After this course we were taken outside for a tour of their garden. This I was very excited about and I thought it added a very nice touch to the evening. Upon our arrival we were served raspberry licorice sorbet dipped in chocolate. M quite liked this but it was pleasing to my palette at all so I gave mine to him. The garden itself was very cute. The guy let us try a few of their various basils. We both also got excited at seeing alpine strawberries, something we had tried at Tickets. Our waiter's excitement certainly didn't match ours when we explained that we had had them before; he seemed almost disappointed that he wasn't introducing us to a cool new ingredient.
We were hoping for some sweet relief from our desserts but even in this, we were left wanting. This dish was blueberries with vinegar and fresh cheese. I don't mind berries steeped in vinegar, something like strawberries with a bit of balsamic and vanilla can be very tasty and can enhance the flavour of the berry. This is probably what Shewry was going for here but it was wasn't executed well...at all. Blueberries are of course very sour fruits and the addition of vinegar and fresh cheese just made the dish sour on sour on sour.
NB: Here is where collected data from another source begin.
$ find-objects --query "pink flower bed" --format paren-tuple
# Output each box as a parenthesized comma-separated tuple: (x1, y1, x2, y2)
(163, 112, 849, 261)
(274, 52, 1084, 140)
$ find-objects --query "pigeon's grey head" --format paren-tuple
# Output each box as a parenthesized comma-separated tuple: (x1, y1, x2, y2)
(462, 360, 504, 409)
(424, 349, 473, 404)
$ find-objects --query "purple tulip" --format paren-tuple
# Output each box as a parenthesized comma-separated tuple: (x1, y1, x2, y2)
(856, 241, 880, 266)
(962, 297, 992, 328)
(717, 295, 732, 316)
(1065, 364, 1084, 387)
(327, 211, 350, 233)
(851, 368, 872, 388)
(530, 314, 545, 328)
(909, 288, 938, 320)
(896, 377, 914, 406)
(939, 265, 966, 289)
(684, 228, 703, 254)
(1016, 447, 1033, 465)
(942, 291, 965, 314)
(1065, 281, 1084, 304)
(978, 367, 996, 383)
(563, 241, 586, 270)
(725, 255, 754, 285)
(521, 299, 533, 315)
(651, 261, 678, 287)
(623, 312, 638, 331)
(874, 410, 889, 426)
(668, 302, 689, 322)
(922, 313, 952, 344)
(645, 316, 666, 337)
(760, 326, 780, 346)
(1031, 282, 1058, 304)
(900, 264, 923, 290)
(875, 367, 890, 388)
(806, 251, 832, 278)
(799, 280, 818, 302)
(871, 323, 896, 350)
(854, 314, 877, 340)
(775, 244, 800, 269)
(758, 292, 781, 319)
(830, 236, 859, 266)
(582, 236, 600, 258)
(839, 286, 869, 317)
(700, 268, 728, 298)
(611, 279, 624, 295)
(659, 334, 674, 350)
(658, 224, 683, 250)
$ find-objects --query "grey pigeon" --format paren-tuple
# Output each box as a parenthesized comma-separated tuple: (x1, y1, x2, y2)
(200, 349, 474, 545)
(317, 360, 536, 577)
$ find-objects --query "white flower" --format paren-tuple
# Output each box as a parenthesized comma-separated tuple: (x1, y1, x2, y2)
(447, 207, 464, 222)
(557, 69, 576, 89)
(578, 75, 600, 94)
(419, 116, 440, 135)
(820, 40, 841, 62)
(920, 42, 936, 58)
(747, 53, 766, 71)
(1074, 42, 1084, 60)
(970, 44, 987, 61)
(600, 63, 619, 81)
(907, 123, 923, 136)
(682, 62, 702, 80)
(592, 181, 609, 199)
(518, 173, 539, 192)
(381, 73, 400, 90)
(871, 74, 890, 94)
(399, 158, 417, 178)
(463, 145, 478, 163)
While the creaminess of the cheese should help balance, it didn't go far enough and the tartness of the cheese itself just compounded the sourness. The whole dish just screamed for some sugar. This is legit something I never say about desserts because I really dislike super sweet foods and I find many desserts too sweet for me. This however, was on the opposite end of the spectrum.
We had a similar problem with the last course of the night: raw strawberry jam. This dessert was at the time replacing Attica's famous plight of the bees. While this dessert was better than the last one, it still wasn't to my taste. The cooking technique of this jam was such that it allowed the chefs to make a jam texture without really cooking the berries, thereby retaining the natural flavour of the fruit. The issue here was that the natural flavour of berries they started with for the jam as well as the fresh berries at the bottom of the dish, wasn't very good. They needed to use a more naturally sweet berry—something like an English strawberry (the which are very pale and almost look under-ripe), difficult but possible to acquire in Australia. As it was with these berries, though, more sugar was needed. The meringue accompaniment helped with the sweetness but the addition of the sour cream again compounded the sourness. Normal fresh cream or something like a creme anglaise would have, in my opinion, been a much better accompaniment.
We finished our meal with some chocolate Pukeko's eggs. I personally found these too sweet but M loved them. At the end of the meal I couldn't help but compare this experience to that which we had at The Ledbury. Both restaurants take a similar approach to their food, liking to use seasonal, local, native and somewhat left of centre ingredients and preparing them in a way which is still retaining the natural beauty of the produce. It's an approach I applaud but the problem for Attica is that they do it nowhere as well as somewhere like The Ledbury. Even the service here was lacklustre compared to that of the Ledbury. While it was perfectly polite and professional, it had none of the charm and warmth of the service at the Ledbury. All in all, it's safe to say we won't be back. More for the rest of the world, I suppose.
ETA: one thing I forgot to mention was that they charged us $20 for a MOCKTAIL, the same price as their cocktails by the way. Apparently in the land of Attica the cost of fruit juice is somehow as expensive as alcohol.